Overall, the leaf blade is lance-shaped, and truncated at the base. It is pinnately cut, having from 15 up to 27 pinnae, or from 25 to 35 in larger, cultivated specimens, on each side of the rachis (leaf axis). The tip of the blade is elongated, with the pinnae diminishing into fused lobes and then curved edges before reaching the acute tip. The dark glossy color of the stipe extends into the rachis, going about seven-eighths of the way up the length of the frond (including the stipe), extending further along the underside of the rachis than the upper side. The pinnae are sessile (stalkless), and may have a variety of shapes: roughly triangular, with one side distinctly longer than the other, lance-shaped, or slightly curved. In specimens produced in culture, the pinnae were quite regular in size (that is, similar in size to their immediate neighbors) and in shape, while they were more irregular in wild specimens. Illustrations show a small auricle at the base of each pinna, pointing towards the blade tip.

Nonviable spores are borne in irregularly placed sori up to 2 mm long. The sporophyte is triploid and has a chromosome number of 108. The literature does not discuss whether the species possesses the frond dimorphism typical of its parent A. platyneuron.

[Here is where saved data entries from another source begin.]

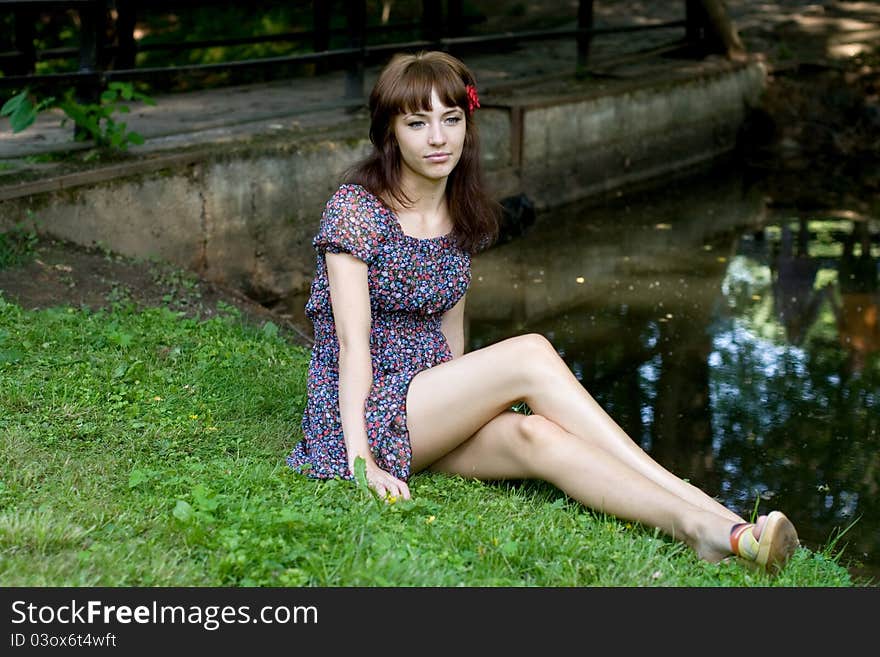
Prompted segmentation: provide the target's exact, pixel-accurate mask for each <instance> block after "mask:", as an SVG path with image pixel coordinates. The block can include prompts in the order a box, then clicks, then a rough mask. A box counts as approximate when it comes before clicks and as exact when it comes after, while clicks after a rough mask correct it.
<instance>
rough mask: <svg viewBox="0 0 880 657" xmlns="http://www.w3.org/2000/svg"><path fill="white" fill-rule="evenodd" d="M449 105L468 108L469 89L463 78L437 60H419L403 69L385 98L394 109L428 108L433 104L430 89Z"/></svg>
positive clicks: (463, 107) (443, 103)
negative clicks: (437, 62)
mask: <svg viewBox="0 0 880 657" xmlns="http://www.w3.org/2000/svg"><path fill="white" fill-rule="evenodd" d="M432 89H436V90H437V96H438V98H439V99H440V102H442V103H443V104H444V105H445V106H447V107H459V108H461V109H466V108H467V106H468V105H467V89H466V88H465V84H464V81H463V80H462V79H461V77H459V76H458V75H456V73H455V72H454V71H452V70H450V69H449V67H448V66H443V65H439V63H436V62H426V61H424V60H421V61H419V60H417V61H414V62H412V63H411V64H410V65H409V66H408V67H406V69H405V70H404V71H403V74H402V75H401V76H400V78H399V79H398V80H397V81H396V83H395V84H394V85H393V87H392V89H390V93H389V94H388V95H387V96H386V98H385V101H386V103H387V107H388V109H389V110H391V113H393V114H397V113H403V114H405V113H409V112H425V111H430V110H432V109H434V108H433V107H432V106H431V90H432Z"/></svg>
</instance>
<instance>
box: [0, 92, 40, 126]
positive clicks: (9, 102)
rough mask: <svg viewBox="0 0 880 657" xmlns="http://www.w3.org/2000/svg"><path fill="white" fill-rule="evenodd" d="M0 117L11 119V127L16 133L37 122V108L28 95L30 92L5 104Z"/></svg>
mask: <svg viewBox="0 0 880 657" xmlns="http://www.w3.org/2000/svg"><path fill="white" fill-rule="evenodd" d="M0 116H8V117H9V125H10V126H11V127H12V132H14V133H17V132H21V131H22V130H24V129H25V128H27V127H29V126H30V125H31V124H32V123H33V122H34V121H36V119H37V107H35V106H34V103H33V101H32V100H31V98H30V96H29V95H28V90H27V89H25V90H24V91H22V92H21V93H18V94H16V95H15V96H13V97H12V98H10V99H9V100H7V101H6V102H5V103H3V107H2V109H0Z"/></svg>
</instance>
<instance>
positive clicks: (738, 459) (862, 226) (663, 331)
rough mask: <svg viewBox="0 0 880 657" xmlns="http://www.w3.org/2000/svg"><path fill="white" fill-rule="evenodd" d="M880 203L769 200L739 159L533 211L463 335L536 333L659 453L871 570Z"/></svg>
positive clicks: (879, 489)
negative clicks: (654, 187) (841, 548)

Asplenium × boydstoniae can potentially be confused with other Asplenium hybrids and orthospecies (non-hybrids) in the Appalachian Asplenium complex. Among orthospecies, it is most similar to A. platyneuron, from which it can be distinguished by its elongated blade tip, the green color on the apical one-eighth of its rachis, and, microscopically, by its abortive spores. It is similar to two other hybrids in the complex, Graves' spleenwort (A. × gravesii) and Kentucky spleenwort (A. × kentuckiense). In both of these, the pinnae have short stalks, rather than being sessile; the pinnae are fewer, typically from 5 to 12 rather than 25 or more; and the dark color of the stipe and rachis extends only halfway up the frond. It is easily distinguished from A. tutwilerae, which has fewer pinnae which are more pointed and dramatically irregular, and a longer stipe and shorter leaf blade.

==Taxonomy==
The species was first discussed by Herb Wagner, who produced it in culture in 1954 by breeding gametophytes of Tutwiler's spleenwort with those of ebony spleenwort, although he did not bestow a specific epithet on it. Wagner noted that it was unlikely to be discovered in the wild, except possibly in Hale County, Alabama (site of the only wild population of Tutwiler's spleenwort). The species was, indeed, first discovered in the wild there, in 1971, by Kerry S. Walter. Walter described the species in 1982, naming it ×Asplenosorus boydstonae in honor of Kathryn E. Boydston, an expert in the artificial culture of spleenworts and other ferns. He placed it in ×Asplenosorus to indicate its descent from walking fern, one of the hybrid parents of Tutwiler's spleenwort, which was often placed in the genus Camptosorus instead of Asplenium. In the following year, John W. Short, who did not recognize Camptosorus as a separate genus, transferred the combination to Asplenium and corrected the grammar of Walter's epithet, making it Asplenium × boydstoniae. Since then, phylogenetic studies have shown that Camptosorus nests within Asplenium, and current treatments do not recognize it as a separate genus.

==Distribution and habitat==
Asplenium × boydstoniae was produced in culture in the laboratory before it was ever discovered in the wild, and was probably the first fern to be so described. It is known in the wild only from Havana Glen, Hale County, Alabama. The type specimens were found growing on a moss- and crustose lichen-covered rock. The local rock is a conglomerate, with siliceous pebbles cemented in sandstone of the Pottsville Formation, which contains iron and small amounts of calcium. The soil pH is slightly acid (5 to 6).